Le Dr Susanne Schaffert, présidente de Novartis Oncology, a déclaré : & : Au fur et à mesure que les données du système d'exploitation arrivent à maturité, nous sommes fiers queribociclibcontinue de se démarquer de la foule. Le médicament offre des temps de survie plus longs aux femmes jeunes et plus âgées atteintes d'un cancer du sein métastatique. Ces données confirment l'efficacité continue de Kisqali's chez un large éventail de patientes atteintes d'un cancer du sein HR+/HER2-métastatique. Quel que soit le nombre de lignes de traitement, ces données sont uniques et inspirantes. Notre travail pour explorer les avantages de Kisqali se poursuit et nous explorons actuellement son utilisation dans le potentiel de thérapie adjuvante."


Kisqali est un inhibiteur de CDK4/6 ciblé par voie orale qui peut inhiber sélectivement la kinase 4/6 dépendante de la cycline (CDK4/6), restaurer le contrôle du cycle cellulaire et bloquer la prolifération des cellules tumorales. Le cycle cellulaire incontrôlé est une caractéristique du cancer. CDK4/6 est hyperactif dans de nombreux cancers, entraînant une prolifération cellulaire incontrôlée. CDK4/6 est un régulateur clé du cycle cellulaire, qui peut déclencher la transition du cycle cellulaire de la phase de croissance (phase G1) à la phase de réplication de l'ADN (phase S1). Dans le cancer du sein à récepteurs d'œstrogènes positifs (ER+), l'hyperactivité de CDK4/6 est très fréquente et CDK4/6 est une cible clé en aval de la signalisation ER. Les données précliniques montrent que la double inhibition de la signalisation CDK4/6 et ER a un effet synergique et peut inhiber la croissance des cellules cancéreuses du sein ER+ en phase G1.


Kisqali a été initialement approuvé par les États-Unis et l'Union européenne en mars et août 2017 (sur la base des résultats de l'étude MONALEESA-2), associé à un inhibiteur de l'aromatase comme traitement endocrinien initial pour traiter la RH postménopausique+/ HER2- sein localement avancé ou métastatique Patientes atteintes d'un cancer.

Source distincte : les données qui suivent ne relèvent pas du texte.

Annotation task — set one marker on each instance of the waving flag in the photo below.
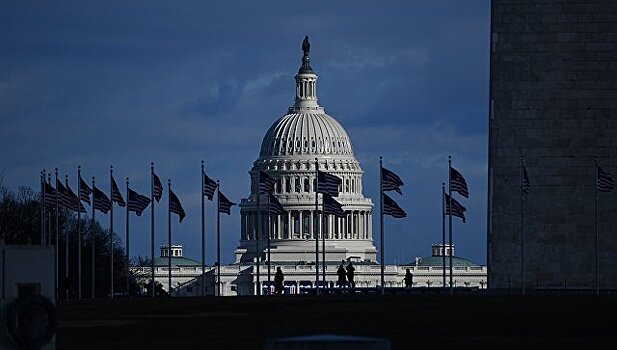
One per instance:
(209, 187)
(457, 209)
(157, 187)
(328, 183)
(137, 202)
(225, 204)
(331, 206)
(100, 201)
(458, 183)
(391, 181)
(84, 191)
(50, 195)
(116, 196)
(175, 206)
(390, 207)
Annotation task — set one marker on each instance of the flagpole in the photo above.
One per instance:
(203, 235)
(93, 241)
(43, 207)
(269, 232)
(218, 238)
(152, 227)
(522, 228)
(57, 240)
(79, 232)
(111, 232)
(168, 235)
(66, 251)
(315, 229)
(450, 220)
(127, 257)
(443, 232)
(596, 238)
(381, 222)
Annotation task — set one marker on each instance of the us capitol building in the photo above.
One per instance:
(288, 153)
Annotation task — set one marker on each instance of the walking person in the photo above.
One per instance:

En juillet et décembre 2018, Kisqali a été approuvé par les États-Unis et l'Union européenne pour étendre ses indications, associé à un inhibiteur de l'aromatase comme traitement endocrinien initial pour traiter les patientes préménopausées, périménopausées et postménopausées, et il convient également à la combinaison avec fulvix Siqun est utilisé comme traitement de première ou de deuxième intention chez les femmes ménopausées.


ribociclibest l'inhibiteur de CDK4/6 avec la plus grande preuve d'essais cliniques de première intention, et il s'est avéré avoir une efficacité constante et soutenue par rapport à l'hormonothérapie seule. Kisqali a obtenu des bénéfices de survie globale statistiquement significatifs dans deux groupes de patientes différents, y compris les femmes préménopausées et les femmes postménopausées atteintes d'un cancer du sein HR+/HER2-advanced.


Actuellement, Novartis étudie le potentiel thérapeutique de Kisqali dans le cancer du sein précoce, afin de continuer à reconstruire le traitement clinique du cancer du sein. La société coopère avec l'organisation de recherche clinique sur le cancer-Translational Tumor Research (TRIO) pour mener une étude clinique de phase III NATALEE, examinant Kisqali associé à une thérapie endocrinienne dans le traitement adjuvant du cancer du sein HR+/HER2-early les patients.